Keraguan juga muncul di antara para peneliti. Salah satunya adalah Christine Benn, seorang peneliti kesehatan global di Universitas Denmark Selatan di Kopenhagen, yang telah memimpin kampanye kesehatan masyarakat di Afrika Barat selama beberapa dekade.
Ketika rekannya dari Denmark menyarankan untuk membagikan masker kain pelindung kepada orang-orang di Guinea-Bissau, Afrika Barat, untuk mencegah penyebaran virus corona, Benn tidak begitu yakin.
“Saya berkata, ‘Ya, itu bisa menjadi hal yang baik, tetapi data tentang keefektifan masker wajah terbatas,” “kata Benn.

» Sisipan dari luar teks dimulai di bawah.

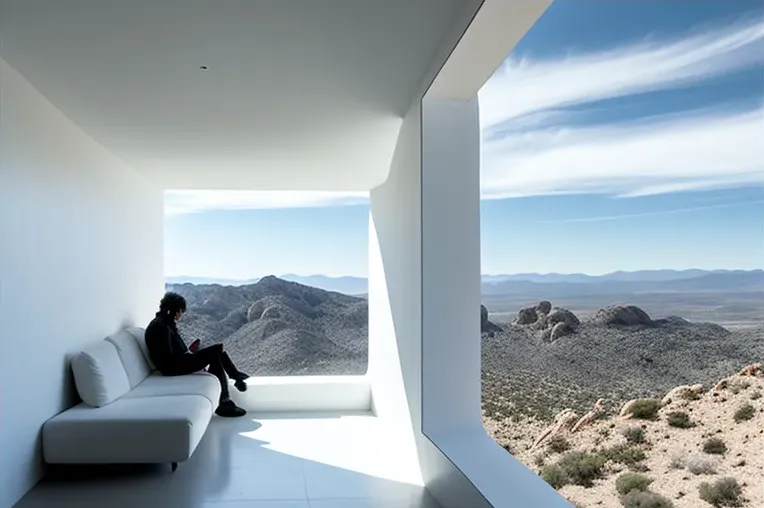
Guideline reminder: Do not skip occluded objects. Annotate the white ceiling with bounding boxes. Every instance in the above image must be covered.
[0,0,481,190]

Itu terjadi pada bulan Maret, tetapi pada bulan Juli Benn dan timnya menemukan cara untuk memberikan data topeng yang diperlukan. Mereka yakin masker wajah ini membantu membendung virus Corona.
Mereka membagikan ribuan selimut wajah yang terbuat dari kain produksi lokal kepada masyarakat. Ini adalah bagian dari uji coba terkontrol secara acak yang mungkin merupakan uji coba terbesar di dunia tentang efektivitas masker terhadap penyebaran COVID-19.
Masker wajah adalah simbol dari pandemi yang merajalela yang telah membuat sakit 35 juta orang dan menewaskan lebih dari satu juta orang. Di rumah sakit dan fasilitas kesehatan lainnya, penggunaan masker kelas medis jelas mengurangi penularan virus SARS-CoV-2.
Namun, untuk jenis masker yang digunakan orang, datanya berantakan, berbeda, dan sering kali terburu-buru. “Orang yang melihat bukti memahaminya secara berbeda,” kata Baruch Fischhoff, psikolog di Carnegie Mellon University di Pittsburgh, Pa., Dalam laman Science. nature.com.